AGOSTO 14, 2020

¿Por qué quiere cancelar su cuenta?, preguntó la jovencita detrás del vidrio, con el rostro cubierto con una mascarilla barata, - porque FICOHSA lava activos, -le dije. En modo automático, la joven volteó a ver su monitor, movió el mouse y levantó la mirada para buscar en el sistema desplegado en la pantalla. – Pero… es que esa opción… sus ojitos se movían de un lado a otro. - Permítame, voy a consultar.

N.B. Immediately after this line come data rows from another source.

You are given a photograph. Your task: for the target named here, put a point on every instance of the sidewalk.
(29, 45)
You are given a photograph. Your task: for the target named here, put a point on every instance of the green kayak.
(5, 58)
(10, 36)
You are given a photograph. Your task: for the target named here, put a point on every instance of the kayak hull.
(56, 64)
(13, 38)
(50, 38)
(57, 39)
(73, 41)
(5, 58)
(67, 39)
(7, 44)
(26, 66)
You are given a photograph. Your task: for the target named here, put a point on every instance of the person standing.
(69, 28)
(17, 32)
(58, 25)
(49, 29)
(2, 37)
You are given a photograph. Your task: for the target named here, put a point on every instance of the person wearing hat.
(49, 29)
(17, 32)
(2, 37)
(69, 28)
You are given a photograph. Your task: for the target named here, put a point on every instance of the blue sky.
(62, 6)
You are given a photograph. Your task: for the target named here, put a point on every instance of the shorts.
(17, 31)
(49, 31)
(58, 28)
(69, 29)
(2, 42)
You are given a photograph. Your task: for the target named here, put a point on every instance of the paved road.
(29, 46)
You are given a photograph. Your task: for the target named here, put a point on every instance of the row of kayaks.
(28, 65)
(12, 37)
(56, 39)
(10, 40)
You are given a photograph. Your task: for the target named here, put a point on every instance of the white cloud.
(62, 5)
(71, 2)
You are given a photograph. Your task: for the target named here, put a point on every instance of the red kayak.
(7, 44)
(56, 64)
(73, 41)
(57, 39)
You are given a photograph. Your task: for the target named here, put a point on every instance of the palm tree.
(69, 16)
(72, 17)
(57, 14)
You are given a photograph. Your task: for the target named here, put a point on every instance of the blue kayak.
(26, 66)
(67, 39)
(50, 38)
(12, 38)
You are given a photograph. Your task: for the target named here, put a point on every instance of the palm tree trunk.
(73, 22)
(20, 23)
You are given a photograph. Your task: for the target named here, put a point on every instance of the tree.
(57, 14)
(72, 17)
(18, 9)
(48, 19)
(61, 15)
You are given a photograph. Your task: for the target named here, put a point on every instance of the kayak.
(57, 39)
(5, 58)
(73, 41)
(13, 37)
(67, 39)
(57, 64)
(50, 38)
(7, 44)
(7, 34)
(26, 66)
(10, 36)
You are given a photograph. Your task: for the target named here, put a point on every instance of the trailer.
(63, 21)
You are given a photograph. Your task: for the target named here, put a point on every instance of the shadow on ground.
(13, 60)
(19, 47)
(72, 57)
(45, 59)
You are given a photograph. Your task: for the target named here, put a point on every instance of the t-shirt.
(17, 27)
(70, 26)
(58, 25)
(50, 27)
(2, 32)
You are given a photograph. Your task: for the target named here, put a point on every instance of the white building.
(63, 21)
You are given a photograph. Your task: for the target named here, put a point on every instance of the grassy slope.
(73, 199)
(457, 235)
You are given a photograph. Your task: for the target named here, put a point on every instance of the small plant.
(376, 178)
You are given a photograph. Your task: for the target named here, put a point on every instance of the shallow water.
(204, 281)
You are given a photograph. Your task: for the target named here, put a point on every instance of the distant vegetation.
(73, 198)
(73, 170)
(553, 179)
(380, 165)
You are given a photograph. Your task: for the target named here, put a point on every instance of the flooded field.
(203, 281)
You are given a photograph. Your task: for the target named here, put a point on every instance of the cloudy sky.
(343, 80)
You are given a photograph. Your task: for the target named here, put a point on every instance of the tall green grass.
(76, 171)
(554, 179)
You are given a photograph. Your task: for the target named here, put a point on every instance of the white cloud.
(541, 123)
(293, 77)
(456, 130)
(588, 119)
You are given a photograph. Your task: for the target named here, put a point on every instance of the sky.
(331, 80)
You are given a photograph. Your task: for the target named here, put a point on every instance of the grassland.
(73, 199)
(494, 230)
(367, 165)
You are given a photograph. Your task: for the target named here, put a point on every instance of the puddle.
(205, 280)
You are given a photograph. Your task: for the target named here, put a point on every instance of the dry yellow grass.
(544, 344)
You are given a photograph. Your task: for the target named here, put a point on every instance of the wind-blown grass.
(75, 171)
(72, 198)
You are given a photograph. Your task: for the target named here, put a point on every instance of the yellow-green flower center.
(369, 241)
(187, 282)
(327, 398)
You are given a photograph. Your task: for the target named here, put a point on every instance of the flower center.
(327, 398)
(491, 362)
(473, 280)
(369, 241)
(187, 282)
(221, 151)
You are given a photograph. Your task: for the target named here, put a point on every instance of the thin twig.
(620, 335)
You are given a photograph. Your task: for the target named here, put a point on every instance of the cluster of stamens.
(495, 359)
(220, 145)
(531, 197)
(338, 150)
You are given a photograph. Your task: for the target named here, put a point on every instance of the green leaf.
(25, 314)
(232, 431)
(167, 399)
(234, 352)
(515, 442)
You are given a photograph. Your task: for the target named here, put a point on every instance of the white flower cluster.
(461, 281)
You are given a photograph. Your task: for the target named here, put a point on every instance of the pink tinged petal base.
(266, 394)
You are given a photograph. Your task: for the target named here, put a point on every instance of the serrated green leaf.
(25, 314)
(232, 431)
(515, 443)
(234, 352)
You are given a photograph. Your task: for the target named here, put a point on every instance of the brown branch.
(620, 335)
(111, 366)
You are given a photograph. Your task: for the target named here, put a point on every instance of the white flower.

Dejó el banco por un minuto y volvió con otra joven. Ahora dos miradas bajo seños fruncidos convergían sobre el monitor y susurraban volteándome a ver con cierto disimulo. Las alivié con otra pregunta - ¿Qué opciones ofrece el sistema? La joven que me atendió al inicio comenzó a leer: - agencia lejos del domicilio, viaje fuera del país, no utiliza la… Me parece que un pellizco de la otra le obligó a callarse.

Sin nada que lo advirtiese, quedé sola frente al vidrio.

Regresó sólo la otra, la pellizcona - ¿Por qué quiere cancelar la cuenta?, espetó, en un extraño borrón y cuenta nueva.  Porque este banco lava activos, repetí. Dentro de un breve silencio, ella miró primero al monitor y luego a mí: ¿Para quién?, se animó a pronunciar, en su tono más bajito - ¡Para el narcotráfico!, afirmé (hasta oídos de los clientes que ya estaban sobre el chisme). -Otro breve silencio… Pero señora, esa opción no la tenemos... ¡Francamente no podría decirles si la muchacha hablaba o no en serio!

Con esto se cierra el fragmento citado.